By Anton D. Nagy | August 31, 2011 1:39 PM
Here’s a picture of the Nokia SeaRay we’ve seen showed off by Stephen Elop himself yesterday, the first Windows Phone to come out of Nokia. It is based on the Nokia N9 with some modifications but many noticed that the smartphone doesn’t have any buttons on the front.
As you may very well know, Windows Phone requires obligatory Back, Start, Search and Camera buttons as part of the system reqs. While the SeaRay sports a dedicated camera button in addition to the N9, it doesn’t have any buttons on the front. At least not hardware.
If the image above is any indication, either the SeaRay itself or Windows Phone Mango will support on-screen — soft — buttons instead of the hardware buttons (clickable or capacitive). There’s a Back, Start and Search button in the image above which we can definitely guess are 54 pixels high.
The Nokia N9 has an FWVGA screen (854×480) while Windows Phone supports WVGA (800×480). Instead of adding hardware buttons to the already existing design of the N9, Nokia is using up the spare space from FWVGA to WVGA (54 pixels) to emulate the mandatory hardware buttons.
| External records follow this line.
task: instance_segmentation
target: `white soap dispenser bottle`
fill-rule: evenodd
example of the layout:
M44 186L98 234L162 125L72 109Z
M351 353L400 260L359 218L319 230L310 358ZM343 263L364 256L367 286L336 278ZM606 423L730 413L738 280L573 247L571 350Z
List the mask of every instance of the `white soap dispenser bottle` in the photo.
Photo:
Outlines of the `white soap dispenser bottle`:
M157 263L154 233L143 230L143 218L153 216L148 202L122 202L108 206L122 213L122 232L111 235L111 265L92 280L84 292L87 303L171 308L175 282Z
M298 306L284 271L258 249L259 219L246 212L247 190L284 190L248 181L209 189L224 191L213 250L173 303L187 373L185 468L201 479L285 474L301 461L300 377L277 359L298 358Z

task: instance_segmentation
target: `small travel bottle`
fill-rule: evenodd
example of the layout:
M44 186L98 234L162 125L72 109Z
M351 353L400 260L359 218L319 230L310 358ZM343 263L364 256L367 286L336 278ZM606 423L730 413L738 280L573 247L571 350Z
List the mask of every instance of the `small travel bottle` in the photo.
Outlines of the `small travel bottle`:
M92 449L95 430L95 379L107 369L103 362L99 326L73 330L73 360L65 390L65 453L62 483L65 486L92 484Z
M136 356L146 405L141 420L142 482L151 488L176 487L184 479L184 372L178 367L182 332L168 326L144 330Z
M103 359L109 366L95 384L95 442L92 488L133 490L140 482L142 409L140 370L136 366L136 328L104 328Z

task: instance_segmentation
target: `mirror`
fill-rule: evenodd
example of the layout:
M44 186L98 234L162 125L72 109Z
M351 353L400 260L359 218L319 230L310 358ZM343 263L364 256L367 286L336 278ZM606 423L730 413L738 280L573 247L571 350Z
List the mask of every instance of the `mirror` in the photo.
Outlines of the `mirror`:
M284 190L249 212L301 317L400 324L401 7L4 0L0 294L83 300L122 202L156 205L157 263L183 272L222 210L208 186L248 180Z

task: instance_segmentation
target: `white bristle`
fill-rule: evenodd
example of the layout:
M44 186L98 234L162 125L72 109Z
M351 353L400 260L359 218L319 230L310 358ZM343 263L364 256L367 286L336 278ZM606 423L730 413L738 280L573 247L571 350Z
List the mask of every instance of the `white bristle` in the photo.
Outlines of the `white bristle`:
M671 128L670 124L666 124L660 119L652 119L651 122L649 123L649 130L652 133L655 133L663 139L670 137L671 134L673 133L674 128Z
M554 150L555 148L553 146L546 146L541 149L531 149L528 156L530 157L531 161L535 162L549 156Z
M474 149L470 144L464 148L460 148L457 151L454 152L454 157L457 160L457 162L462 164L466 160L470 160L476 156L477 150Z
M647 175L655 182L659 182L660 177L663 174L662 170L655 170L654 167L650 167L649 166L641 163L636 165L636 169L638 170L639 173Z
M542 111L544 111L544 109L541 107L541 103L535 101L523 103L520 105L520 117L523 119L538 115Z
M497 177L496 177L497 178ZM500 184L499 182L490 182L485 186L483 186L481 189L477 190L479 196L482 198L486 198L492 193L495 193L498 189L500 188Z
Is this Nokia’s doing? Is this something Windows Phone Mango will support? If it will indeed ship like this we are very well on our way to seeing smartphones running Windows Phone that button-less, at least on the front. If you remember the original video that leaked, the actual demo and the whole showing off was made in such manner that the camera couldn’t capture the projected image of the smartphone’s front bottom. Was that on purpose? Was it a controlled leak after all? What do you think?